Brien returned again to the quality care issues that Teitelbaum has been alleging since announcing the pullout of Crystal Run physicians.
“A woman who’s pregnant, who lives in Loch Sheldrake in February ... she has to deliver and has a Crystal Run physician, and now she has to get in a car and drive to Orange Regional in the snow.
“Is that safe?” he asked.
Catskill Regional is needed in this community, he said, and profit losses at the facility will affect patients.
But Teitelbaum said there’s a vast difference between healthcare and good healthcare.
Traveling an extra half hour (the time he said it takes to travel at a high rate of speed from Catskill Regional’s Harris facility to Orange Regional in Middletown) is worth it in 90 percent of the cases if the patient is going to receive better care at the other end, he said.
Dr.
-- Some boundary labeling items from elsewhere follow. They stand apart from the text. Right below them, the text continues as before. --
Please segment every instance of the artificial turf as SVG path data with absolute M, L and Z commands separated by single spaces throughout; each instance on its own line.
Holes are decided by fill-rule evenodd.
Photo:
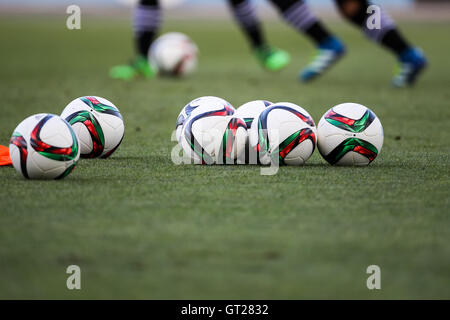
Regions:
M 83 17 L 0 20 L 0 144 L 28 115 L 59 114 L 72 99 L 103 96 L 121 110 L 125 138 L 107 160 L 80 160 L 62 181 L 28 181 L 0 168 L 0 298 L 450 298 L 448 23 L 400 23 L 430 68 L 413 89 L 389 86 L 394 58 L 346 24 L 330 23 L 349 53 L 318 81 L 296 74 L 313 47 L 266 24 L 292 54 L 263 71 L 231 20 L 168 19 L 198 44 L 186 79 L 118 82 L 108 68 L 131 57 L 129 22 Z M 384 127 L 379 157 L 332 167 L 316 151 L 274 176 L 257 166 L 174 165 L 176 117 L 193 98 L 236 107 L 290 101 L 318 122 L 358 102 Z M 66 268 L 82 289 L 66 288 Z M 368 290 L 366 268 L 381 268 Z

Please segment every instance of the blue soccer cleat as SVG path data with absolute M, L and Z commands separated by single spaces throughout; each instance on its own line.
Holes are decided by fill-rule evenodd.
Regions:
M 392 79 L 394 87 L 403 88 L 413 85 L 417 76 L 427 66 L 427 59 L 419 48 L 410 48 L 405 50 L 399 57 L 400 68 Z
M 344 54 L 344 44 L 335 37 L 328 38 L 319 45 L 318 53 L 314 56 L 313 61 L 301 71 L 299 79 L 303 82 L 315 79 L 334 65 Z

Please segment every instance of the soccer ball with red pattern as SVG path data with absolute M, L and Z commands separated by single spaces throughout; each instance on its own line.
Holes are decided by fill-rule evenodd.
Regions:
M 250 147 L 261 164 L 302 165 L 316 148 L 317 132 L 309 113 L 296 104 L 278 102 L 253 120 Z
M 383 126 L 369 108 L 342 103 L 328 110 L 319 121 L 318 148 L 330 164 L 364 166 L 383 146 Z
M 72 127 L 47 113 L 32 115 L 14 129 L 9 153 L 14 168 L 27 179 L 62 179 L 80 158 Z
M 123 139 L 124 123 L 112 102 L 95 96 L 70 102 L 61 113 L 80 139 L 81 157 L 107 158 Z

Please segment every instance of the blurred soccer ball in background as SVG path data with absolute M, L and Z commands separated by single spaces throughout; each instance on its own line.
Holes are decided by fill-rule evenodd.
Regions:
M 109 157 L 120 145 L 125 126 L 119 109 L 95 96 L 70 102 L 61 113 L 80 140 L 81 157 Z
M 197 67 L 197 45 L 185 34 L 169 32 L 156 39 L 149 62 L 161 75 L 185 76 Z

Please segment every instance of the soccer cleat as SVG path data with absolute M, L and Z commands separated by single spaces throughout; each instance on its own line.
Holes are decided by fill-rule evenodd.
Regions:
M 344 44 L 335 37 L 328 38 L 319 45 L 318 53 L 313 61 L 301 71 L 299 79 L 303 82 L 315 79 L 335 64 L 344 54 Z
M 136 76 L 144 78 L 153 78 L 156 70 L 148 63 L 143 56 L 137 56 L 130 64 L 114 66 L 109 71 L 109 75 L 113 79 L 131 80 Z
M 397 88 L 413 85 L 417 76 L 427 66 L 427 59 L 424 53 L 419 48 L 410 48 L 399 56 L 399 60 L 399 71 L 392 79 L 392 85 Z
M 263 47 L 255 50 L 256 57 L 269 71 L 279 71 L 286 67 L 291 57 L 289 53 L 277 48 Z

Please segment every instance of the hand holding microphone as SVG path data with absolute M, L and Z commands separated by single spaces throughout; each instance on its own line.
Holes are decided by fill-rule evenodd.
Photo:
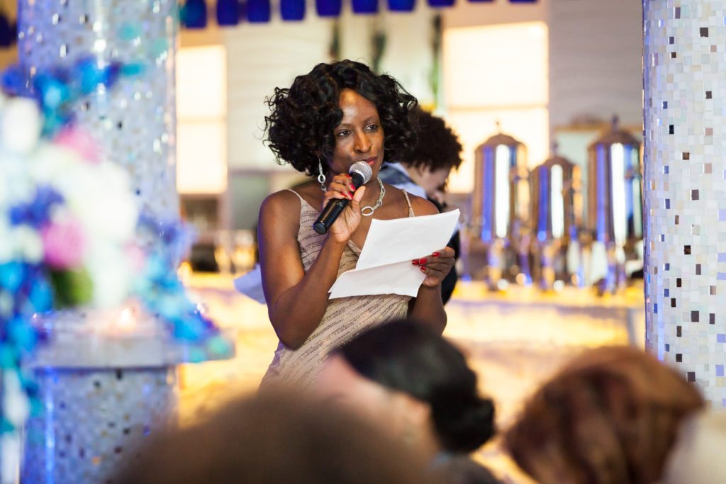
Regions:
M 356 189 L 358 189 L 368 183 L 373 175 L 373 171 L 368 163 L 364 161 L 359 161 L 351 166 L 348 171 L 348 173 L 351 179 L 353 186 Z M 340 213 L 343 213 L 343 210 L 345 210 L 350 200 L 348 198 L 335 198 L 330 200 L 313 224 L 313 229 L 320 234 L 327 232 L 328 229 Z

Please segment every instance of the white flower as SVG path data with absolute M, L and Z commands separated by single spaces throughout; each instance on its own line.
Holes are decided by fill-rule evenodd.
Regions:
M 15 241 L 15 254 L 23 261 L 36 263 L 43 260 L 43 240 L 32 227 L 27 225 L 12 227 L 10 240 Z
M 129 296 L 131 267 L 122 250 L 97 243 L 86 255 L 86 268 L 93 281 L 93 303 L 96 306 L 113 307 Z
M 9 150 L 28 153 L 38 144 L 43 121 L 36 102 L 16 97 L 7 102 L 0 122 L 0 140 Z

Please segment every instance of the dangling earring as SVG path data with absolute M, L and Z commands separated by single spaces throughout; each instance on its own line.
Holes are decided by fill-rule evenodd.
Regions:
M 322 172 L 322 162 L 320 158 L 318 157 L 318 183 L 320 184 L 320 189 L 323 192 L 327 192 L 327 189 L 325 188 L 325 173 Z

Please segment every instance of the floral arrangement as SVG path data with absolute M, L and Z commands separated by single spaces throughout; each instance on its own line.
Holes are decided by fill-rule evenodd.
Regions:
M 0 95 L 0 367 L 6 388 L 30 394 L 20 369 L 36 344 L 30 316 L 120 304 L 141 268 L 129 263 L 138 210 L 126 172 L 100 160 L 82 131 L 47 140 L 42 130 L 35 101 Z M 3 406 L 4 427 L 27 416 L 15 403 Z
M 29 91 L 19 68 L 2 76 L 16 97 L 0 94 L 0 432 L 42 408 L 21 364 L 41 337 L 35 314 L 136 298 L 190 361 L 233 353 L 176 276 L 189 242 L 180 221 L 140 216 L 127 173 L 73 127 L 75 102 L 142 70 L 81 60 L 36 73 Z

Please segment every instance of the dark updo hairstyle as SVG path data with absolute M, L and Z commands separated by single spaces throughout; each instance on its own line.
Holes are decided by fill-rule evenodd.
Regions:
M 407 166 L 435 171 L 458 168 L 463 149 L 456 134 L 443 119 L 418 110 L 418 143 L 409 155 L 401 159 Z
M 439 441 L 449 452 L 471 452 L 494 433 L 494 404 L 479 396 L 464 355 L 423 323 L 382 324 L 334 354 L 362 377 L 428 403 Z
M 352 89 L 378 110 L 386 135 L 384 159 L 399 160 L 413 149 L 417 131 L 416 98 L 396 79 L 376 75 L 367 65 L 351 60 L 318 64 L 310 73 L 298 75 L 289 88 L 275 88 L 266 99 L 265 141 L 281 165 L 289 163 L 298 171 L 317 173 L 318 154 L 323 170 L 329 168 L 335 147 L 333 129 L 340 123 L 340 92 Z

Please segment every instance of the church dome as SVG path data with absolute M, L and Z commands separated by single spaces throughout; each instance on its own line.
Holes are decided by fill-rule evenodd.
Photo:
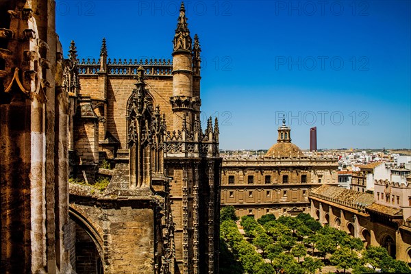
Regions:
M 292 142 L 277 142 L 269 149 L 266 157 L 301 157 L 303 151 Z
M 297 145 L 291 142 L 291 128 L 286 125 L 286 119 L 283 118 L 283 124 L 278 127 L 277 143 L 269 149 L 265 157 L 302 157 L 304 154 Z

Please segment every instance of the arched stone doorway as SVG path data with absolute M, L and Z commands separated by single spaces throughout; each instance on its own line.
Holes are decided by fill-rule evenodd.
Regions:
M 329 214 L 328 213 L 325 213 L 324 215 L 324 224 L 329 225 Z
M 381 240 L 381 246 L 388 251 L 388 254 L 395 259 L 395 242 L 390 235 L 386 235 Z
M 351 236 L 352 236 L 353 237 L 355 236 L 355 228 L 354 228 L 354 225 L 353 225 L 351 223 L 349 223 L 348 225 L 347 225 L 347 233 L 349 234 L 350 234 Z
M 70 262 L 77 273 L 103 274 L 101 239 L 90 222 L 73 208 L 69 211 Z
M 370 232 L 367 229 L 364 229 L 361 235 L 362 236 L 362 241 L 365 244 L 365 247 L 369 247 L 371 243 L 371 234 Z
M 411 264 L 411 248 L 409 248 L 407 250 L 407 262 L 408 265 Z
M 338 217 L 336 218 L 334 221 L 334 227 L 338 230 L 340 230 L 341 228 L 341 220 Z

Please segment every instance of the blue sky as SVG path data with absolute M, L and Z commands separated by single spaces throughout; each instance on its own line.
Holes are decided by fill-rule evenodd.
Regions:
M 171 58 L 180 1 L 56 1 L 66 52 Z M 268 149 L 286 114 L 292 142 L 411 148 L 411 1 L 189 1 L 202 49 L 203 117 L 220 148 Z

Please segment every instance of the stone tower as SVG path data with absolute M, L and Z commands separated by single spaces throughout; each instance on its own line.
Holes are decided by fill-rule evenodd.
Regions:
M 68 99 L 54 1 L 0 3 L 2 273 L 67 273 Z
M 178 23 L 174 36 L 173 51 L 173 96 L 170 103 L 173 112 L 174 130 L 182 129 L 185 116 L 191 124 L 199 114 L 199 48 L 198 37 L 195 36 L 192 47 L 184 4 L 182 3 Z M 193 66 L 195 64 L 195 66 Z M 195 71 L 195 76 L 194 76 Z M 193 78 L 196 77 L 196 91 L 194 96 Z
M 177 21 L 172 62 L 112 60 L 103 39 L 97 60 L 66 74 L 81 83 L 69 93 L 70 224 L 91 247 L 71 253 L 79 272 L 218 273 L 219 125 L 201 129 L 201 49 L 183 3 Z

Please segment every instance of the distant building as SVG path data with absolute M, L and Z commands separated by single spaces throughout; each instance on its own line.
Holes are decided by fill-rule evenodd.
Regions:
M 395 168 L 391 169 L 391 177 L 390 181 L 393 182 L 404 184 L 407 181 L 407 176 L 411 171 L 406 169 Z
M 309 194 L 311 215 L 323 225 L 382 246 L 411 263 L 411 176 L 403 184 L 375 180 L 374 194 L 322 186 Z
M 316 151 L 316 127 L 310 129 L 310 151 Z
M 404 169 L 411 169 L 411 156 L 399 155 L 397 158 L 397 165 Z
M 351 189 L 365 192 L 374 190 L 374 181 L 389 179 L 390 166 L 382 162 L 375 162 L 367 164 L 356 166 L 353 172 Z
M 283 121 L 277 142 L 263 158 L 223 159 L 221 206 L 233 206 L 240 216 L 295 216 L 310 212 L 312 188 L 337 185 L 338 159 L 304 156 L 290 132 Z
M 338 171 L 338 186 L 344 188 L 350 189 L 352 179 L 352 171 Z

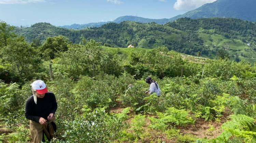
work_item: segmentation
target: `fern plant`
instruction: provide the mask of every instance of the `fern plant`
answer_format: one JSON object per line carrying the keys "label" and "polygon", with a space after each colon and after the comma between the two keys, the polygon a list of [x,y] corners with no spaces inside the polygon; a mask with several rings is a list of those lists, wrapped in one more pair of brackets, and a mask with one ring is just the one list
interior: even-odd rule
{"label": "fern plant", "polygon": [[188,112],[185,109],[179,110],[170,107],[165,112],[164,120],[166,123],[171,123],[175,125],[186,126],[193,124],[195,120],[189,117]]}
{"label": "fern plant", "polygon": [[163,133],[166,128],[167,125],[165,120],[165,116],[162,113],[157,112],[157,114],[158,118],[155,118],[152,117],[148,117],[148,118],[150,120],[150,125],[149,127],[161,131],[161,141],[163,137]]}
{"label": "fern plant", "polygon": [[139,114],[131,121],[131,127],[130,129],[134,131],[137,138],[139,138],[144,130],[142,127],[146,124],[145,117],[145,115]]}
{"label": "fern plant", "polygon": [[121,122],[125,121],[128,118],[127,114],[130,113],[129,111],[130,109],[130,108],[129,107],[126,108],[123,110],[122,112],[116,114],[115,115],[117,118],[118,120]]}
{"label": "fern plant", "polygon": [[23,125],[18,128],[14,132],[6,135],[9,142],[27,142],[30,139],[29,130]]}
{"label": "fern plant", "polygon": [[233,114],[229,117],[231,120],[224,123],[223,132],[215,139],[200,139],[197,142],[227,143],[234,141],[252,143],[256,142],[255,119],[245,115]]}

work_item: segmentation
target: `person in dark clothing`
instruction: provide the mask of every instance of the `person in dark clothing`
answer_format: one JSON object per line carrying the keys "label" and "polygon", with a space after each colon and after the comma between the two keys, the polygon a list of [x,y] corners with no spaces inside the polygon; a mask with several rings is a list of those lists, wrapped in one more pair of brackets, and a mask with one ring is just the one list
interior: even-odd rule
{"label": "person in dark clothing", "polygon": [[155,93],[157,96],[159,97],[161,94],[161,89],[157,83],[150,76],[148,76],[146,79],[146,83],[150,84],[150,88],[146,92],[146,94],[150,95]]}
{"label": "person in dark clothing", "polygon": [[26,118],[30,120],[29,128],[34,143],[44,142],[44,135],[50,140],[56,131],[54,122],[57,103],[54,94],[48,92],[41,80],[31,84],[33,95],[28,99],[25,107]]}

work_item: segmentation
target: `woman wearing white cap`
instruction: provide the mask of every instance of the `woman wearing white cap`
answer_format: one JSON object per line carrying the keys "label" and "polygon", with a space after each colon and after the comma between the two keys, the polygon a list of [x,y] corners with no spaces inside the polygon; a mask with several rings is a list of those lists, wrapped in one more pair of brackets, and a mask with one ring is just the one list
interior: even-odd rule
{"label": "woman wearing white cap", "polygon": [[35,81],[31,85],[33,95],[26,103],[25,115],[30,120],[29,129],[33,142],[45,142],[44,135],[49,141],[57,128],[54,122],[57,109],[56,99],[54,94],[48,92],[42,81]]}

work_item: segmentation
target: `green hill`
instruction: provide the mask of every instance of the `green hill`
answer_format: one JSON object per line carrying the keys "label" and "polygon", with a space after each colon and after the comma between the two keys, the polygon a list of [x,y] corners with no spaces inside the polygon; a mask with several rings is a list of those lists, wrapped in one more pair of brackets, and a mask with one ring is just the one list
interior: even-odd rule
{"label": "green hill", "polygon": [[163,18],[161,19],[151,19],[146,18],[138,16],[120,16],[112,21],[101,22],[93,22],[87,24],[74,24],[70,25],[64,25],[58,26],[59,27],[66,28],[71,29],[82,29],[90,27],[99,27],[104,24],[111,22],[114,22],[119,23],[123,21],[129,21],[132,22],[142,23],[147,23],[152,22],[156,22],[157,24],[163,24],[170,21],[169,19]]}
{"label": "green hill", "polygon": [[62,35],[74,43],[79,43],[83,37],[114,47],[127,47],[133,43],[147,49],[165,45],[169,50],[191,55],[200,51],[203,57],[215,57],[223,50],[232,59],[253,62],[256,58],[256,25],[233,18],[185,18],[163,25],[125,21],[79,30],[44,23],[16,31],[30,42],[34,38],[42,41],[48,36]]}

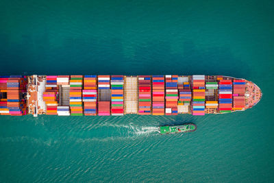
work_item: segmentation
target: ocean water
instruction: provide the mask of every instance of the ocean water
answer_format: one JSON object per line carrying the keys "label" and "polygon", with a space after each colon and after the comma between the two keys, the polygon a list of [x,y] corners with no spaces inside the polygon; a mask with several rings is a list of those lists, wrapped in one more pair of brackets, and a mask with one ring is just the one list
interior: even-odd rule
{"label": "ocean water", "polygon": [[[263,97],[204,117],[0,117],[0,182],[274,182],[273,6],[1,1],[1,75],[225,75]],[[197,131],[158,132],[185,122]]]}

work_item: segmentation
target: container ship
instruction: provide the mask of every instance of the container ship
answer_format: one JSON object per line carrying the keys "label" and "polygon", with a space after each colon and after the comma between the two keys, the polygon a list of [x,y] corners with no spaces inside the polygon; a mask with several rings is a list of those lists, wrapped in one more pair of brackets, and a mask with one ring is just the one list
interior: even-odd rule
{"label": "container ship", "polygon": [[223,75],[10,75],[0,77],[0,114],[224,114],[262,95],[254,83]]}
{"label": "container ship", "polygon": [[195,131],[196,129],[197,126],[193,123],[188,123],[181,125],[160,126],[159,127],[160,133],[161,134],[190,132]]}

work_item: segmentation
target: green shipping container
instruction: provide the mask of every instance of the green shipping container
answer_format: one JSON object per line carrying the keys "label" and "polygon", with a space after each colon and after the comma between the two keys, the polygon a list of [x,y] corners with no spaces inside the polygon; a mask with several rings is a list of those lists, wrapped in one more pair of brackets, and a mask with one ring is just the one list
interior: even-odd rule
{"label": "green shipping container", "polygon": [[123,107],[123,104],[112,104],[112,107]]}
{"label": "green shipping container", "polygon": [[81,117],[83,116],[82,113],[71,113],[71,116]]}
{"label": "green shipping container", "polygon": [[193,99],[193,101],[205,101],[204,99]]}
{"label": "green shipping container", "polygon": [[221,113],[228,113],[228,112],[231,112],[231,110],[220,110],[220,112],[221,112]]}
{"label": "green shipping container", "polygon": [[73,87],[82,87],[82,84],[76,84],[76,85],[71,84],[70,86],[72,87],[72,88]]}
{"label": "green shipping container", "polygon": [[82,80],[82,77],[71,77],[71,80]]}

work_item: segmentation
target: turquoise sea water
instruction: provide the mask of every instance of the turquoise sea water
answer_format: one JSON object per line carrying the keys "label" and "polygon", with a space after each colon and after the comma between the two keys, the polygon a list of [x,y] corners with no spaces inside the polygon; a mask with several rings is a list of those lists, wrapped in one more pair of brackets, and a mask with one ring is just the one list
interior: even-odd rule
{"label": "turquoise sea water", "polygon": [[[0,117],[0,182],[274,181],[273,1],[0,1],[1,75],[206,74],[263,92],[243,112]],[[159,125],[193,122],[161,136]]]}

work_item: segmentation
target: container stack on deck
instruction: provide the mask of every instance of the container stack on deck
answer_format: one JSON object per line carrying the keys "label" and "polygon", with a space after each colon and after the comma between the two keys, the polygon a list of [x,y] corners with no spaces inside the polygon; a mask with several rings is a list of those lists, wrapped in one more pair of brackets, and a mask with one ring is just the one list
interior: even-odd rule
{"label": "container stack on deck", "polygon": [[112,75],[112,116],[123,116],[124,114],[124,77],[123,75]]}
{"label": "container stack on deck", "polygon": [[139,110],[140,115],[151,114],[151,84],[150,75],[139,75]]}
{"label": "container stack on deck", "polygon": [[[105,93],[104,90],[107,91],[106,90],[110,89],[110,75],[98,75],[98,90],[102,90],[102,92],[100,92],[100,95],[103,95]],[[100,98],[102,98],[102,97],[100,96]],[[98,102],[98,115],[110,115],[110,101],[99,101]]]}
{"label": "container stack on deck", "polygon": [[219,83],[219,110],[220,112],[231,112],[232,110],[232,82],[220,80]]}
{"label": "container stack on deck", "polygon": [[152,76],[152,115],[164,115],[164,77]]}
{"label": "container stack on deck", "polygon": [[58,75],[57,85],[69,85],[69,75]]}
{"label": "container stack on deck", "polygon": [[205,114],[205,75],[192,76],[192,114]]}
{"label": "container stack on deck", "polygon": [[[178,101],[178,113],[188,113],[189,106],[191,101],[191,90],[188,77],[179,77],[182,82],[178,84],[179,101]],[[179,80],[178,80],[179,82]]]}
{"label": "container stack on deck", "polygon": [[[218,82],[206,82],[206,88],[208,90],[213,89],[217,90],[218,89]],[[218,101],[206,101],[206,108],[212,108],[212,109],[217,109],[219,106]]]}
{"label": "container stack on deck", "polygon": [[22,116],[27,114],[27,105],[22,93],[26,92],[26,77],[0,77],[0,114]]}
{"label": "container stack on deck", "polygon": [[25,92],[26,80],[21,75],[11,75],[7,82],[7,107],[11,116],[27,114],[25,99],[20,95]]}
{"label": "container stack on deck", "polygon": [[234,80],[233,82],[233,109],[243,110],[245,107],[245,80]]}
{"label": "container stack on deck", "polygon": [[58,106],[58,88],[57,75],[47,75],[46,91],[43,93],[43,100],[47,105],[47,114],[57,115]]}
{"label": "container stack on deck", "polygon": [[166,75],[166,115],[178,114],[178,75]]}
{"label": "container stack on deck", "polygon": [[82,89],[83,86],[83,75],[71,75],[69,91],[69,104],[71,116],[83,115],[83,103]]}
{"label": "container stack on deck", "polygon": [[84,78],[84,113],[86,116],[97,114],[97,80],[96,75],[85,75]]}
{"label": "container stack on deck", "polygon": [[70,116],[69,106],[57,106],[58,116]]}

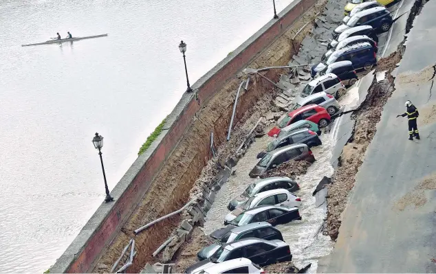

Lewis Broslovsky, who has maintained an obstetrical practice in Liberty since the early 1980s, left Catskill Regional in 1992 and has since been delivering babies in Middletown.
In the 10 years between leaving Catskill Regional and joining up with Crystal Run in 2002 (when OB/GYNs in the practice resumed deliveries in Harris), women managed to safely deliver their children, Teitelbaum said.
“With a little bit of planning, the majority of women can deliver safely an hour away,” he said.
That said, Teitelbaum admitted the better option is for women to deliver at a Catskill Regional that has quality care.
“I’m not the guy who wants to shut Catskill Regional down,” he said. “I’m the guy who wants to fix it.”
In the meantime, Teitelbaum said if layoffs happen, Crystal Run is hiring – in Sullivan and Orange counties.
And for Catskill Regional, there is some good news.
With the pullout, the hospital has begun receiving phone calls from Crystal Run patients.
“They’re asking what doctors on our staff they can use,” Brien said.
That will factor into the board’s decision about budgeting, as will admissions numbers.